I watched her move out from under the covers, they slipped away like waves out of light blue water. She seemed to be drifting toward me, like a shadow, my own shadow.

She stepped up so close, then she went down. Silent and serene, she sat at my feet and I stood there, not knowing what to do until she said, breaking the silence with her whisper.

"If I am beneath you," she breathed, her whispers like feathers drifting down from the ceiling, "would you love me again?"

How her voice trembled.

I knelt, I almost fell in my agony to reach her. In that moment, I pined for her more than I've thirsted for anything. I went down beside her and enfolded her, just then. We were quiet and no words passed between us. Just silence and then I heard her whispering softly to herself or to me, I couldn't tell. Her eyes were shut and she was shaking, but there were still no tears.

She whispered frantically as if to cast a curse with the incantation, "I am nothing. I am nothing. I am nothing. I am nothing. I am nothing."

I stared in half horror and half something else. It was just too awful. I clutched her by the waist and shoulders and held her close and I fought her incantation like a warlock would to a witch.

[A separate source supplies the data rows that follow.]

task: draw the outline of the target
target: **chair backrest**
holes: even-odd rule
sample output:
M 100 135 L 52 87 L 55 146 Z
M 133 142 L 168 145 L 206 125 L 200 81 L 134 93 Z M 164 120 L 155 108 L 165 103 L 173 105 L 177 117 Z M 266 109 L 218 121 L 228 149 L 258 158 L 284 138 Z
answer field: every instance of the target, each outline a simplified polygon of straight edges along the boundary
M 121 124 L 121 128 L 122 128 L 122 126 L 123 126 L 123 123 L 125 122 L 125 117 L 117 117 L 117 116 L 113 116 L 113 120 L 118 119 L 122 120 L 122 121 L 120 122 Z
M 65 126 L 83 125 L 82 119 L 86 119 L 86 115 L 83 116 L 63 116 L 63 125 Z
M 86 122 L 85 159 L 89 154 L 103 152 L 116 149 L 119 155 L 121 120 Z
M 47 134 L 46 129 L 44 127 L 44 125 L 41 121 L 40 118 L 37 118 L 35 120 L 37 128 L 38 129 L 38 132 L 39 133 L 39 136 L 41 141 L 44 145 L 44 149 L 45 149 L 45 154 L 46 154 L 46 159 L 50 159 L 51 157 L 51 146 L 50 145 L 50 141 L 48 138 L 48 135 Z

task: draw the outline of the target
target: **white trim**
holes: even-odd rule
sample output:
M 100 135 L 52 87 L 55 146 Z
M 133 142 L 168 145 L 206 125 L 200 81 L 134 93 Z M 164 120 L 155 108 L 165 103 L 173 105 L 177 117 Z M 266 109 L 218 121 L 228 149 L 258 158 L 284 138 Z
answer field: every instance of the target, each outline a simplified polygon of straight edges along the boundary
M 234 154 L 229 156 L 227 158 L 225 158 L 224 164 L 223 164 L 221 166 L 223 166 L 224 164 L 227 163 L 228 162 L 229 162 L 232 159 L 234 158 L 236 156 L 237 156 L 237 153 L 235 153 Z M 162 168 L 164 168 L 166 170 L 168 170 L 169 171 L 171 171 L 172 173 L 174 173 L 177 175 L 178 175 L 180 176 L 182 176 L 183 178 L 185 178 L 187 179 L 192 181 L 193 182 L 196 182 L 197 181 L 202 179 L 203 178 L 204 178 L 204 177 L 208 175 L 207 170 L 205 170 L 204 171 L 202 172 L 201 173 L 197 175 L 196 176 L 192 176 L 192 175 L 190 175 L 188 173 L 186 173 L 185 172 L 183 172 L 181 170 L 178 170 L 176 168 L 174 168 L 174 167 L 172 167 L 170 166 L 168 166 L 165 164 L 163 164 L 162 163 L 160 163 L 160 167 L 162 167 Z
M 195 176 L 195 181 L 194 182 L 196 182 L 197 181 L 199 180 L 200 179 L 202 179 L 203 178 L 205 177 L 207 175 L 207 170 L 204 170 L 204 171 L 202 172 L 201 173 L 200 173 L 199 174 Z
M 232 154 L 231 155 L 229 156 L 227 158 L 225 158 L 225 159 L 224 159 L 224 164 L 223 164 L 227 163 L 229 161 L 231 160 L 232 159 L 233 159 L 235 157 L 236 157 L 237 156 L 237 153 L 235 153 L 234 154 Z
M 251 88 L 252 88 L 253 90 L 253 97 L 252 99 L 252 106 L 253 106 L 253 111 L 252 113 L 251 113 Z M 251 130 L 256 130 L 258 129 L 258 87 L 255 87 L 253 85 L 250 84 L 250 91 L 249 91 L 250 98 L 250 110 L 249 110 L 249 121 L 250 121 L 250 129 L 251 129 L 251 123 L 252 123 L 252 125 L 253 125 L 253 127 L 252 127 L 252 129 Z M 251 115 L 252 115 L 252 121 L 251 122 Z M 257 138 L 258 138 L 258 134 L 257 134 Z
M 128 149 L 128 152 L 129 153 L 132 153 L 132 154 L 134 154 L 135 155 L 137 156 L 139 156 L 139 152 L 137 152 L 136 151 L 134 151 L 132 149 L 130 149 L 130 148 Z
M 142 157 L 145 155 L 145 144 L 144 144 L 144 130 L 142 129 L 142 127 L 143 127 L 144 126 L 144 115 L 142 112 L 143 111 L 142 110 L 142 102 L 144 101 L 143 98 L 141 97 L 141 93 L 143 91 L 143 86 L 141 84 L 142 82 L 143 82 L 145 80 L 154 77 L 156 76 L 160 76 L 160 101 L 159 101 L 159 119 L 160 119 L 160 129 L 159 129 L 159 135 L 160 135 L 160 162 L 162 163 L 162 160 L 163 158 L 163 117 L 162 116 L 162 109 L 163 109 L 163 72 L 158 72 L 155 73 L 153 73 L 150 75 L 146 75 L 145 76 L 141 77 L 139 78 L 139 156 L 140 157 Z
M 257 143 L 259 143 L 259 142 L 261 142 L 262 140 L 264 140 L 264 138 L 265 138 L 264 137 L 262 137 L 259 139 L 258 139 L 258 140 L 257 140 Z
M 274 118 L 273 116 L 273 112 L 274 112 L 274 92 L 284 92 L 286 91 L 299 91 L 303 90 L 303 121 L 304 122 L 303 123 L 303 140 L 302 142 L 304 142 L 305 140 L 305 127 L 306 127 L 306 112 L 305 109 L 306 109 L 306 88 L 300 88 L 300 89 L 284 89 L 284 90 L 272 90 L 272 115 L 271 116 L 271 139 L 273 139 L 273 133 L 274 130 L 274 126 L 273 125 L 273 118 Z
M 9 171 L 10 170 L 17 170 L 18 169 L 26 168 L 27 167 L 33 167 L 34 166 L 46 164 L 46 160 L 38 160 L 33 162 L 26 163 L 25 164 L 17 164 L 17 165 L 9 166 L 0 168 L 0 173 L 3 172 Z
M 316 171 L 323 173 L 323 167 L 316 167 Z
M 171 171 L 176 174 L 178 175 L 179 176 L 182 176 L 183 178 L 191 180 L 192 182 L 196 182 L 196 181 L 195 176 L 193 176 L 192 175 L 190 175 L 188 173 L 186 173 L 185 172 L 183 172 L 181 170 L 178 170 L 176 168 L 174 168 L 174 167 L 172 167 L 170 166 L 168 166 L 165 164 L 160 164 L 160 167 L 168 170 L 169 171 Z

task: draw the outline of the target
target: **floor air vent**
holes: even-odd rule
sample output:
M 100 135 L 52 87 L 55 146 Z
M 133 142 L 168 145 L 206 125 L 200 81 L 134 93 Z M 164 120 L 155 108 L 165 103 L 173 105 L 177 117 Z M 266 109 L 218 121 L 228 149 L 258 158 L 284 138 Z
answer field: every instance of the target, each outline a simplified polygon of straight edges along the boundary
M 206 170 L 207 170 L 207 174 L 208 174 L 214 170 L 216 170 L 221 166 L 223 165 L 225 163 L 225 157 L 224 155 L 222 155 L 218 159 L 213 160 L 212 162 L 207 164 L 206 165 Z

"I love you. I love you. I love you. I love you. I love you. I love you."

Second upon second. Hour upon hour. We sat there, intertwined in some other world of sorrow and redemption and redemption won.

It was within that night and through all I felt there. My need for her, her need for me. Our love and devotion became something new and special. I was nothing for her because she was everything to me.

Through this I am redeemed.

And so, reader, I can only stop. I can lay down the pen and hope you understand. I can only hope you know what I say when I cry out to you in tears and exposed sorrow. This is what humanity is, to love or never love; to be loved or to pine for.

Then, it is…to understand death and all its devices, to experience sorrow until it seems utterly useless. Crying helps, but it is not the end.

It never ends with tears…it goes on.